IF OKCUPID ALLOWED CUSTOMER REVIEWS LIKE AMAZON.COM ⭐️⭐️⭐️⭐️⭐️
Inspired by a conversation I had with the illustrious @mlb
- •TWO STARS: Our first date started out amazing…fine wine on the terrace at the student union. She is quite pretty. But then she got a super serious/ominous look on her face and asked if I had ever been “corned beef hashed” and when I laughed nervously and asked her what that meant she produced from her handbag a can of corned beef and a funnel.
- •ONE STAR: Sheila wore a pretty green dress on our first date and the dress had these little patches of adorable white clouds all over it and when we sat down for dinner I complimented her on the clouds and she said they were not clouds but that they were bodily fluids and then she pointed to a cloudless spot and said "This is all you, buddy!"

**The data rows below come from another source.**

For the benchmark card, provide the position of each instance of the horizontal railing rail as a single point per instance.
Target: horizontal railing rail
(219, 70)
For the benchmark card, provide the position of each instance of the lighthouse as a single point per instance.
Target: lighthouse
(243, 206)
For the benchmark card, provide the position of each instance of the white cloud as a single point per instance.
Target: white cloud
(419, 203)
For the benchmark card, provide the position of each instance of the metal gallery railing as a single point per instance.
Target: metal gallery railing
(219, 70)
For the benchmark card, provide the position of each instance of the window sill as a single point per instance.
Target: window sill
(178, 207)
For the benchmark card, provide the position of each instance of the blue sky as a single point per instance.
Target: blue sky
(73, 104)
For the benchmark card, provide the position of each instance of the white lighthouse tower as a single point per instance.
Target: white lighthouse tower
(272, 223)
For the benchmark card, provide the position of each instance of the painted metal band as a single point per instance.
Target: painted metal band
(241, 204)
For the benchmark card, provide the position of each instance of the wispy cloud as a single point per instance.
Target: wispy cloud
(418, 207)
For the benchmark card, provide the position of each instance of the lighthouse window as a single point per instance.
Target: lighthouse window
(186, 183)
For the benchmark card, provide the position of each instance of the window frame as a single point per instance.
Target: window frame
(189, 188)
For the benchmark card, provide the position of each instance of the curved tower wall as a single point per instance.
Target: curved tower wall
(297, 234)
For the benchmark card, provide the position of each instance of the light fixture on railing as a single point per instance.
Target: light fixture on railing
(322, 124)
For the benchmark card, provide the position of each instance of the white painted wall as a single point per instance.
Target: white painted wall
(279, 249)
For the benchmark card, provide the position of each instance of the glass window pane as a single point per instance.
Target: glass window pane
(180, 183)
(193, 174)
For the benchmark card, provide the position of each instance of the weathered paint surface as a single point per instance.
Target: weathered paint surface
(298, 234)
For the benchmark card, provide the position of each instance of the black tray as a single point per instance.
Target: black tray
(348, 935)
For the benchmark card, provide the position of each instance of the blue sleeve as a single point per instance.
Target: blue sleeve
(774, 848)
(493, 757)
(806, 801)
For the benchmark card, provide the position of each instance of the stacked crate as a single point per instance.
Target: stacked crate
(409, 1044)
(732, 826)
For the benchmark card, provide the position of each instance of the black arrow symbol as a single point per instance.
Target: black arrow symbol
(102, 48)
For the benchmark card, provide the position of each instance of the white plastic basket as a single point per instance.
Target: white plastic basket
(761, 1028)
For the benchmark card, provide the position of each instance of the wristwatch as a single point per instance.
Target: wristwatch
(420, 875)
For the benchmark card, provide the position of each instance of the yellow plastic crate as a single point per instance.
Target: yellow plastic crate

- •THREE STARS: Sooooooo, Katie is interesting. First off, I was really curious to know what she looked like without the mime makeup she has on in every one of her OKC photos but guess what: SHE IS A MIME. So we didn't talk much. Or she didn't. And we mostly just leaned on counters and pulled rope for the whole date. Well, you know, imaginary rope.
- •THREE STARS: Amber was one of those women who only put photos up that don't show her face. We were like a 100% match, though, so I took a chance. Anyway, I showed up for the date at this hip taco stand and it turns out Amber is my twin sister Amber who is also my roommate. So that was a surprise. Later on, however, the sex was amazing as usual.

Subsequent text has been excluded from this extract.